When you load a page into SuperPreview, you’ll see a side-by-side comparison. You can zoom in as far as 500% and do a near pixel-by-pixel comparison, or zoom out as far as 21%. When you scroll, the scrolling is synchronized across browsers, so you see exactly what appears within the same coordinates at the same time.
Many web devs build pages from Adobe Photoshop comps. So, you can also use SuperPreview during initial design by loading a comp image to compare against your baseline browser.
Other browser comparison tools show you only images of different browser renderings, allowing you to visually compare them. This only gets you part of the way. It helps you to identify problems, but doesn’t help you find the element that’s causing the problem. SuperPreview couples image renderings with DOM data, letting you highlight specific DOM elements within the image, and showing you differences across browsers. It also provides element information such as position, dimensions and ID. This helps you pinpoint the element that’s causing the compatibility issue.

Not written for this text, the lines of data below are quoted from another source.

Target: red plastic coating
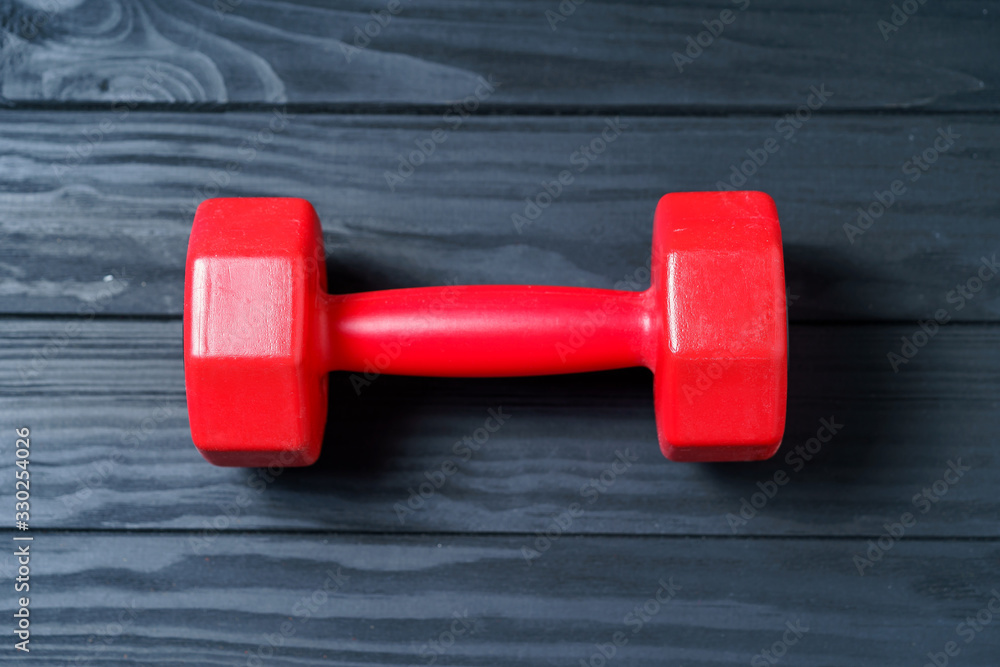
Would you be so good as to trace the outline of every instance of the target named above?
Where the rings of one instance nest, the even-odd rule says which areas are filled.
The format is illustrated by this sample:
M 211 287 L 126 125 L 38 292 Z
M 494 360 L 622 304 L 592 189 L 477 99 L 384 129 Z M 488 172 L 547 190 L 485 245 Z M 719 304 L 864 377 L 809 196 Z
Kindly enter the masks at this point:
M 326 293 L 319 219 L 300 199 L 214 199 L 188 246 L 191 431 L 218 465 L 319 456 L 327 373 L 543 375 L 646 366 L 678 461 L 767 458 L 785 422 L 781 232 L 759 192 L 667 195 L 644 292 L 433 287 Z
M 327 296 L 327 370 L 502 377 L 653 367 L 651 292 L 483 285 Z

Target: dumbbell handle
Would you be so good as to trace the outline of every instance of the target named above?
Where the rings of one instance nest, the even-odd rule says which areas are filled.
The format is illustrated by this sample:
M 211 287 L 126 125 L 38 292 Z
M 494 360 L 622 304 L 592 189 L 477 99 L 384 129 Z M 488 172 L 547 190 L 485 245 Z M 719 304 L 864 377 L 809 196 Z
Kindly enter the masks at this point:
M 438 377 L 653 367 L 654 294 L 480 285 L 323 295 L 329 370 Z

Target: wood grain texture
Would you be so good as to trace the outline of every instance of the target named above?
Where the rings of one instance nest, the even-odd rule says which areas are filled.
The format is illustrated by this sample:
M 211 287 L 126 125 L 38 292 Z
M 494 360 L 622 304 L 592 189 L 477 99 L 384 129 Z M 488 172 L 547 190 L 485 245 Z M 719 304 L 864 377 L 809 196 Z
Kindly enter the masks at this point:
M 439 105 L 492 75 L 503 85 L 487 104 L 500 107 L 795 107 L 824 82 L 841 91 L 831 108 L 1000 102 L 1000 4 L 992 1 L 922 4 L 887 36 L 879 21 L 891 21 L 891 6 L 865 0 L 588 0 L 551 23 L 555 1 L 397 6 L 390 16 L 388 2 L 357 0 L 5 0 L 0 95 L 12 103 Z M 726 26 L 723 11 L 734 12 Z M 718 38 L 706 22 L 722 28 Z M 365 29 L 375 35 L 367 46 L 357 37 Z M 707 46 L 699 53 L 688 40 L 700 33 Z M 689 49 L 694 59 L 679 68 L 675 54 Z
M 5 313 L 75 314 L 99 301 L 100 314 L 180 315 L 187 236 L 207 196 L 312 201 L 333 291 L 448 282 L 636 289 L 648 284 L 658 198 L 718 189 L 772 140 L 777 152 L 742 187 L 778 203 L 793 321 L 1000 314 L 997 281 L 961 309 L 948 301 L 1000 250 L 1000 126 L 980 116 L 814 117 L 787 139 L 774 118 L 752 116 L 487 117 L 457 130 L 441 117 L 272 112 L 4 119 Z M 603 153 L 578 152 L 605 130 L 614 136 L 615 122 L 621 133 Z M 904 167 L 939 132 L 958 138 L 911 181 Z M 417 146 L 428 142 L 425 159 Z M 390 188 L 386 174 L 410 155 L 423 163 Z M 527 200 L 547 197 L 544 183 L 563 171 L 572 183 L 529 210 Z M 877 210 L 896 180 L 902 194 L 852 243 L 844 225 L 857 222 L 858 207 Z M 529 223 L 520 232 L 514 215 Z M 127 289 L 101 299 L 115 271 Z
M 210 466 L 192 445 L 179 322 L 98 320 L 64 338 L 66 324 L 0 327 L 0 406 L 38 443 L 39 527 L 531 533 L 565 523 L 576 503 L 583 511 L 560 530 L 877 536 L 909 511 L 915 535 L 1000 536 L 995 326 L 946 326 L 899 373 L 886 354 L 913 327 L 793 326 L 788 428 L 769 462 L 666 461 L 645 371 L 382 376 L 360 396 L 334 374 L 320 462 L 268 473 Z M 46 361 L 24 363 L 46 359 L 46 346 Z M 475 449 L 456 448 L 486 435 L 490 409 L 509 418 Z M 800 461 L 794 450 L 820 420 L 843 428 Z M 618 452 L 634 461 L 609 472 Z M 458 472 L 441 473 L 445 461 Z M 932 505 L 914 501 L 949 462 L 969 470 Z M 776 488 L 779 471 L 788 481 Z M 744 499 L 763 499 L 758 484 L 774 498 L 732 522 Z
M 553 30 L 569 2 L 401 0 L 349 60 L 388 0 L 0 0 L 0 424 L 32 429 L 28 659 L 756 667 L 799 623 L 779 664 L 923 665 L 956 642 L 951 664 L 994 667 L 995 612 L 966 619 L 1000 602 L 1000 281 L 953 290 L 1000 251 L 1000 2 L 921 2 L 886 39 L 888 0 L 752 0 L 679 72 L 744 2 L 587 0 Z M 641 370 L 360 395 L 335 374 L 316 466 L 215 468 L 192 445 L 202 199 L 311 200 L 334 291 L 640 289 L 657 199 L 741 167 L 785 242 L 775 460 L 664 460 Z M 938 309 L 952 323 L 893 372 Z M 824 422 L 843 426 L 820 442 Z M 861 576 L 856 556 L 877 562 Z M 655 603 L 663 581 L 677 595 Z
M 617 632 L 610 664 L 750 664 L 783 636 L 807 667 L 920 665 L 949 641 L 992 667 L 1000 650 L 995 618 L 957 632 L 996 595 L 994 541 L 904 538 L 863 577 L 863 540 L 564 537 L 530 566 L 525 541 L 244 535 L 195 554 L 183 534 L 39 535 L 31 658 L 568 666 Z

SuperPreview will be included as part of a future version of Expression Web. The final feature set and its availability have not been announced. The SuperPreview demo shown at the MIX09 conference was a technology preview and not a product announcement. According to the Webdesigner Depot story about SuperPreview, the full version will include support for other non-IE browsers (Firefox, Safari, etc.). Webdesigner Depot also reports the application will eventually support multiple browser sizes. There is however a beta version of SuperPreview for Internet Explorer (only rendering at 1024×768 resolution) which you can download right now (which will only render as Internet Explorer, as explained in the beginning of this post).